Around a third of health financing was sourced from out-of-pocket (OOP) payments each year, with direct taxes, indirect taxes and social health insurance (SHI) each taking up 15 - 20%. Direct taxes and OOP payments were progressive sources of health financing, and indirect tax payments regressive, for all of 2015 - 2019. SHI contributions were regressive except in 2017 and 2018. The overall health financing system was progressive from 2015 to 2018, but this declined year by year and became mildly regressive in 2019.
The declining progressivity of the overall health financing system between 2015 - 2019 suggests that Indonesia still has a way to go in developing a fair and equitable health financing system that ensures the poor are financially protected.

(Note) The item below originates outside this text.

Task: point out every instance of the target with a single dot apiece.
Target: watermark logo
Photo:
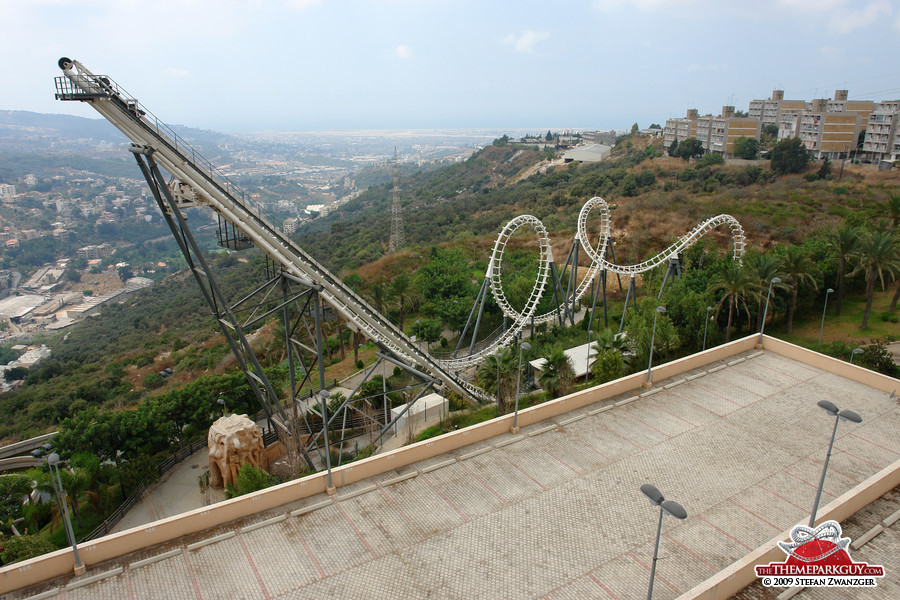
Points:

This study is supported through the Health Systems Research Initiative in the UK, and is jointly funded by the Department of International Development, the Economic and Social Research Council, the Medical Research Council and the Wellcome Trust.
2014年,印度尼西亚推出了单一支付方的国家医疗保险计划,目标是到2024年覆盖全体人口。本文的目的是评估2015 - 2019年期间印度尼西亚卫生筹资系统缴款分配的公平性。

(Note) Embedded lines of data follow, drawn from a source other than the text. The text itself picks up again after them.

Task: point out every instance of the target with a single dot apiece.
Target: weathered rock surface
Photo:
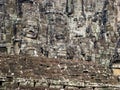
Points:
(23, 72)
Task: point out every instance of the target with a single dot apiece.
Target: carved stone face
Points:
(31, 30)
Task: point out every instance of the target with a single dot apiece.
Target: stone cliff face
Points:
(80, 29)
(85, 31)
(41, 73)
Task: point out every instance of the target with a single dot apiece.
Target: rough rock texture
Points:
(72, 29)
(25, 72)
(86, 32)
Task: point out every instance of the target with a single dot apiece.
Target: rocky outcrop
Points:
(25, 72)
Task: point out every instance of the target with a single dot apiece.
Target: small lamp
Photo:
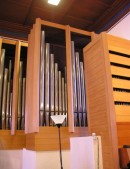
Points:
(58, 120)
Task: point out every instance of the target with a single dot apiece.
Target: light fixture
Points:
(58, 120)
(54, 2)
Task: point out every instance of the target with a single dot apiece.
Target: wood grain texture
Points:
(80, 31)
(123, 130)
(120, 83)
(51, 24)
(47, 138)
(119, 59)
(12, 142)
(120, 71)
(121, 96)
(15, 88)
(100, 103)
(122, 113)
(118, 44)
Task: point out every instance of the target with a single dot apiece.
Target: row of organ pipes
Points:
(6, 90)
(53, 90)
(53, 87)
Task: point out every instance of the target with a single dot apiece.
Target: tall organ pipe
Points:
(78, 88)
(74, 76)
(1, 75)
(66, 106)
(56, 88)
(51, 87)
(20, 95)
(10, 69)
(59, 93)
(10, 110)
(83, 94)
(42, 77)
(63, 98)
(7, 105)
(4, 98)
(23, 102)
(47, 73)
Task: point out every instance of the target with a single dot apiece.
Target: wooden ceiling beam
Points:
(110, 15)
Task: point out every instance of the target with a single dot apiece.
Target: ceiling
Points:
(18, 16)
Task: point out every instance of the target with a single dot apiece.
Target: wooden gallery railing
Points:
(51, 92)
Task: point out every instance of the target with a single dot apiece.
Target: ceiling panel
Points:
(92, 15)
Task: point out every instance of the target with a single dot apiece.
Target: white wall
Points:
(122, 28)
(11, 159)
(51, 160)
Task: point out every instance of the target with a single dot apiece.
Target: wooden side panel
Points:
(119, 59)
(0, 46)
(120, 71)
(100, 103)
(123, 130)
(122, 113)
(15, 88)
(121, 96)
(47, 138)
(9, 142)
(118, 44)
(69, 80)
(32, 84)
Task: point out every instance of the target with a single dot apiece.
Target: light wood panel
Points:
(122, 113)
(123, 130)
(119, 59)
(121, 96)
(9, 142)
(120, 71)
(100, 103)
(120, 83)
(118, 44)
(47, 138)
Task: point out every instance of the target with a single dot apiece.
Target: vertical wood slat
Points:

本研究是对印度尼西亚全国社会经济调查(2015 - 2019年)具有全国代表性数据的二次分析。使用一个汇总分数即卡克瓦尼指数来确定每种卫生筹资来源和总体卫生筹资的相对累进性。
每年约三分之一的卫生筹资来自自费支付,直接税、间接税和社会医疗保险各占15 - 20%。在2015 - 2019年全年,直接税和自费支付是累进的卫生筹资来源,而间接税支付是累退的。社会医疗保险缴款除2017年和2018年外是累退的。总体卫生筹资系统在2015年至2018年是累进的,但逐年下降,在2019年变为轻度累退。
2015 - 2019年期间总体卫生筹资系统累进性的下降表明,印度尼西亚在建立一个公平公正的卫生筹资系统以确保穷人获得经济保护方面仍有很长的路要走。
本研究得到了英国卫生系统研究倡议的支持,由国际发展部、经济和社会研究理事会、医学研究理事会和惠康信托基金会联合资助。